The appellant Williams was, on Nov. 9, 1942, sentenced on his plea of guilty, in the Western District of Louisiana, on two counts of an indictment charging violations of the Dyer Act, 18 U.S.C.A. § 408. The sentence on the first count was for three years to run concurrently with a state sentence which he was then serving at the Georgia State Penitentiary. On the second count, imposition of sentence was suspended and defendant was placed on probation. On July 24, 1946, within the five year probation period the act provides, he was arrested for violation of his probation and having pleaded guilty, he was, on November 26, 1946, sentenced to a term of five years. Having sought, and been denied, release on habeas corpus, on the ground that the probation period had expired with the three year sentence imposed upon the first count,1 he filed in the sentencing court in Louisiana a motion to vacate judgment and sentence on the ground that the indictment was void because “no women were summoned for Grand Jury service from 1940 to 1945, A.D., nor were the names of any womén placed in the venire box during that period.” The district judge having found that under the applicable Louisiana law,2 there was no basis for the charge of discrimination, denied the motion, and Williams has appealed. For the reasons and upon the authorities set out in Crouch v. United States, 5 Cir., 168 F.2d 866, appellant’s attack upon the indictment is rejected.
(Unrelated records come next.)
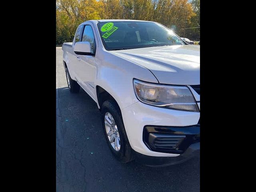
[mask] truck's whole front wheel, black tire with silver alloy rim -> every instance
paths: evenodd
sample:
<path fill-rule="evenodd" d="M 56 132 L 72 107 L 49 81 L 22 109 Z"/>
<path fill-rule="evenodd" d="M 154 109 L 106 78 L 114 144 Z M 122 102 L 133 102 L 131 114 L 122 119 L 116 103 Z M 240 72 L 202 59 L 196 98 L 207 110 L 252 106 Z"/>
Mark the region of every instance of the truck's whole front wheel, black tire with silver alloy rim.
<path fill-rule="evenodd" d="M 132 161 L 132 148 L 126 135 L 121 110 L 113 100 L 103 103 L 102 122 L 108 146 L 114 156 L 123 163 Z"/>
Another ground of attack upon the sentence is that the original probation was invalid for want of jurisdiction in the sentencing court to make the period of probation run concurrently with the sentence in the state court. We think it plain that there is no merit in this point.3
In addition to these two grounds which were raised below, appellant seeks by a supplemental brief to attack the sentence on a ground not presented below, that the two counts of the indictment dealt with the same automobile and charged the same offense. While the Government points out that one count of the indictment deals with a transportation on the 8th day of November, and the other with one on the 11th, and that the same car could be the subject of two offenses, we think it clear that this ground of attack not having been presented below is not before us for our consideration. Without prejudice, therefore, to the determination of this question when properly presented, the judgment appealed from is affirmed.
Williams v. Hunter, Warden, 10 Cir., 165 F.2d 924.
U. S. v. Haynes, Jr., D. C., 69 F.Supp. 424; United States v. Leon J. Coen, D. C., 72 F.Supp. 10.
Stamphill v. United States, 10 Cir., 135 F.2d 177; Sanford v. King, 5 Cir., 136 F.2d 106; Williams v. Hunter, Warden, 10 Cir., 165 F.2d 924.